2005-11-20

Independência judicial mitigada?

Este post é da autoria do Dr. João Gomes de Sousa, Juiz do Círculo Judicial de Évora.
Qualquer estudante de direito sabe que para uma dada situação jurídica ou legislação a adoptar existem duas teorias. A A e a B. Em Portugal, em regra, escolhemos a terceira. Aquela a que chamamos “mitigada”, raras vezes por ser a mais correcta, regra geral por receio de soluções completas e adequadas que exigem coragem política, bem raro.
Vem isto a propósito de independência judicial.
A independência é um lindo conceito. Mas é também uma questão do dia a dia. E o nosso quotidiano demonstra-nos que o lindo conceito é frágil e está “mitigado”.
Convém não esquecer que pertencemos à família continental europeia, pátria dos princípios napoleónicos, prussianos, estalinistas, fascistas, pelo menos (sem esquecer o centralismo e a "raison d État" francesa que, pelo menos até há pouco tempo atrás, via os juízes de instrução criminal nomeados pelo ministro, caso a caso).

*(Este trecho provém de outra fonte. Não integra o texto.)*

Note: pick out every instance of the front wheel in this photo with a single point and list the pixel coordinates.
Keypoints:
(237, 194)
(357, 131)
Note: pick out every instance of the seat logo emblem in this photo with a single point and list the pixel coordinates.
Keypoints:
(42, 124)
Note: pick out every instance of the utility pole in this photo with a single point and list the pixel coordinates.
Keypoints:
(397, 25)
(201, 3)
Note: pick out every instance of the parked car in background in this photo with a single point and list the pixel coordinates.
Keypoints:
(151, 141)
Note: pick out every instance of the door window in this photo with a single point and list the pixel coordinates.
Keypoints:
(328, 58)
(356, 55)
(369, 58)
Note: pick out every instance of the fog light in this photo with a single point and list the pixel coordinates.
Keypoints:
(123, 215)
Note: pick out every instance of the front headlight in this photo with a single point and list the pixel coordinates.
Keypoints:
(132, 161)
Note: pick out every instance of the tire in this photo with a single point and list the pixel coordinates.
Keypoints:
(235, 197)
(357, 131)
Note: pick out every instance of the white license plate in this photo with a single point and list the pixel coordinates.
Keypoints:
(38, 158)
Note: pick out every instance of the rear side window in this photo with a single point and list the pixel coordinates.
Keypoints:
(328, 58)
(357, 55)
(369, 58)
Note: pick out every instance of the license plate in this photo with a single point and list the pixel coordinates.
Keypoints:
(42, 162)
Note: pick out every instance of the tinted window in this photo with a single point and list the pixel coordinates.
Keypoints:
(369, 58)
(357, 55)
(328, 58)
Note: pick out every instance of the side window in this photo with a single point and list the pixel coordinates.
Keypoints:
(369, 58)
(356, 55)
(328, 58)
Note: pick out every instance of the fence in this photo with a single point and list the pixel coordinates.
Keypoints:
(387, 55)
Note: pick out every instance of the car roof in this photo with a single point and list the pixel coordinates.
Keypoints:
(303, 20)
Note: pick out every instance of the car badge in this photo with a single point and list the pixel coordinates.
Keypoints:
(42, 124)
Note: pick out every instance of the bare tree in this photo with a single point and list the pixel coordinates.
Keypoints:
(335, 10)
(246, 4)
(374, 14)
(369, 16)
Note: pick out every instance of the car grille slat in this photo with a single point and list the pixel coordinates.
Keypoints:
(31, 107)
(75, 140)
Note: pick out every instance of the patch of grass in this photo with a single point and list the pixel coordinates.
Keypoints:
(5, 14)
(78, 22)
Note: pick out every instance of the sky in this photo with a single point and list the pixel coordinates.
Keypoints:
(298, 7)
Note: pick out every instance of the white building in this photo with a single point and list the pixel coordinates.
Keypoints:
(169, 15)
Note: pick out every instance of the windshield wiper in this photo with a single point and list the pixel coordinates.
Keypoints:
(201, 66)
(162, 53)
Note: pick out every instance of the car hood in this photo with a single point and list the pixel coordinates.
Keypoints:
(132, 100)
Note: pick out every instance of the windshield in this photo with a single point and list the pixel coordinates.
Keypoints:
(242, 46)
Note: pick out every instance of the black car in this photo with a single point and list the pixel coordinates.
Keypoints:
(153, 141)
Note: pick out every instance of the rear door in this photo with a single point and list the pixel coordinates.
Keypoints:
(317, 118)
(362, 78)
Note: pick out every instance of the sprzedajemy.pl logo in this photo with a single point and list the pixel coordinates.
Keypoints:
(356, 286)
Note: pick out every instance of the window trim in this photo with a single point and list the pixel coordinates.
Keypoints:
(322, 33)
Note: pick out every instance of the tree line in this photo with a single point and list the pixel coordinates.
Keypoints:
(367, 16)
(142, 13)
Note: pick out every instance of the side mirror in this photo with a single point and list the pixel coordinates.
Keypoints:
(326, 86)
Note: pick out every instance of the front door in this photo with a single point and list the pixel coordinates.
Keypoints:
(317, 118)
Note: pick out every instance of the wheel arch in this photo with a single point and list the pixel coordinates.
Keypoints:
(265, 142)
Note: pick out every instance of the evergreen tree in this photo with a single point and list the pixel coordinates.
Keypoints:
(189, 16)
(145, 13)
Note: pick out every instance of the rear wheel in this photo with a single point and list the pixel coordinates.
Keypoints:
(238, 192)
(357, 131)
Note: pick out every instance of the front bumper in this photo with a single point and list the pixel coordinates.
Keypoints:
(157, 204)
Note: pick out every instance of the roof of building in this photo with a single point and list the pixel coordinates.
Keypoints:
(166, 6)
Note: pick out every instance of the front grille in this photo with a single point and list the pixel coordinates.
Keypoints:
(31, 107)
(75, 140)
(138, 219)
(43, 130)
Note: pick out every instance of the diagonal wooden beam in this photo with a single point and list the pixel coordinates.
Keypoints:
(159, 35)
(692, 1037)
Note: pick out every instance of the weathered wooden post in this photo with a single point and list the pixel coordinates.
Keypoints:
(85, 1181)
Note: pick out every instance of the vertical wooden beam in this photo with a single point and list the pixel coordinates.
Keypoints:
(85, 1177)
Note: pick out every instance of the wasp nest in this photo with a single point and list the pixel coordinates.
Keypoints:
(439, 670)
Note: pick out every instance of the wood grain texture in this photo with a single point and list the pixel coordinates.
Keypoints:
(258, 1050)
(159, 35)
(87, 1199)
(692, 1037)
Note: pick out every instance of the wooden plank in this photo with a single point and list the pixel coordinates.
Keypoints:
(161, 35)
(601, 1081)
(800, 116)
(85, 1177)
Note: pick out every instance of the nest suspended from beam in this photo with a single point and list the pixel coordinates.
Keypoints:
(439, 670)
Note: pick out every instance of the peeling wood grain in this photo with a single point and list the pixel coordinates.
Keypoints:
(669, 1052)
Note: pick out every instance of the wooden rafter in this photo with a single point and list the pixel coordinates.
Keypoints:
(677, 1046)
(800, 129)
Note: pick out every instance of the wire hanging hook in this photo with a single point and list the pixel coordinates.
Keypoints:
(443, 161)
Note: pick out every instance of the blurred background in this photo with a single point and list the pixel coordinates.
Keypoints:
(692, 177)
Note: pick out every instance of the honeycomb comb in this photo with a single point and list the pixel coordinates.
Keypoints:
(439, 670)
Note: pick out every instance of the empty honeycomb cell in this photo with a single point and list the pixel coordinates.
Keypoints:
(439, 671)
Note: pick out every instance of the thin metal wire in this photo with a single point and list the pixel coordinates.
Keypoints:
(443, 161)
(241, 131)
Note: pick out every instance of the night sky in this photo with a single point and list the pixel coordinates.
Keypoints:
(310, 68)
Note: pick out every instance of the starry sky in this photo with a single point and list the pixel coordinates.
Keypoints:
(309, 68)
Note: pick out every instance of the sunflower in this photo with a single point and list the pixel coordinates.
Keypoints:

E que a nossa classe política (e intelectual também, incluindo jornalisas e comentadores) - na sua maioria - não foi formada em Oxford (são os modernos “afrancesados”). É tributária de centralismos vários e das várias utopias de sociedades conduzidas por aparelhos e elites "esclarecidas" que nunca gostaram de poderes independentes nem de teorias dos equilíbrios. Parafraseando o rei, o equilíbrio são eles.
Daí a suma importância de um órgão de gestão da magistratura transparente e bem constituído, quer em termos de equilíbrio político e institucional, quer em termos de qualidade dos seus membros para que as ditas independência e equilíbrio existam.
Mas deixemos a elevação dos grandes princípios e baixemos ao quotidiano.
Entendo porque o CSM não tem autonomia financeira e Orçamento próprio, aprovado pela Assembleia da República que permita ser este órgão a pagar aos juízes!
É o que ocorre em qualquer país civilizado (são poucos, é certo). Mas também ocorre com o nosso Trib. Constitucional! Coincidência? Talvez não!
Vontade política de manter os juízes sujeitos à tutela do Ministério da Justiça?
Vontade política de manter a dependência económica dos juízes relativamente ao governo?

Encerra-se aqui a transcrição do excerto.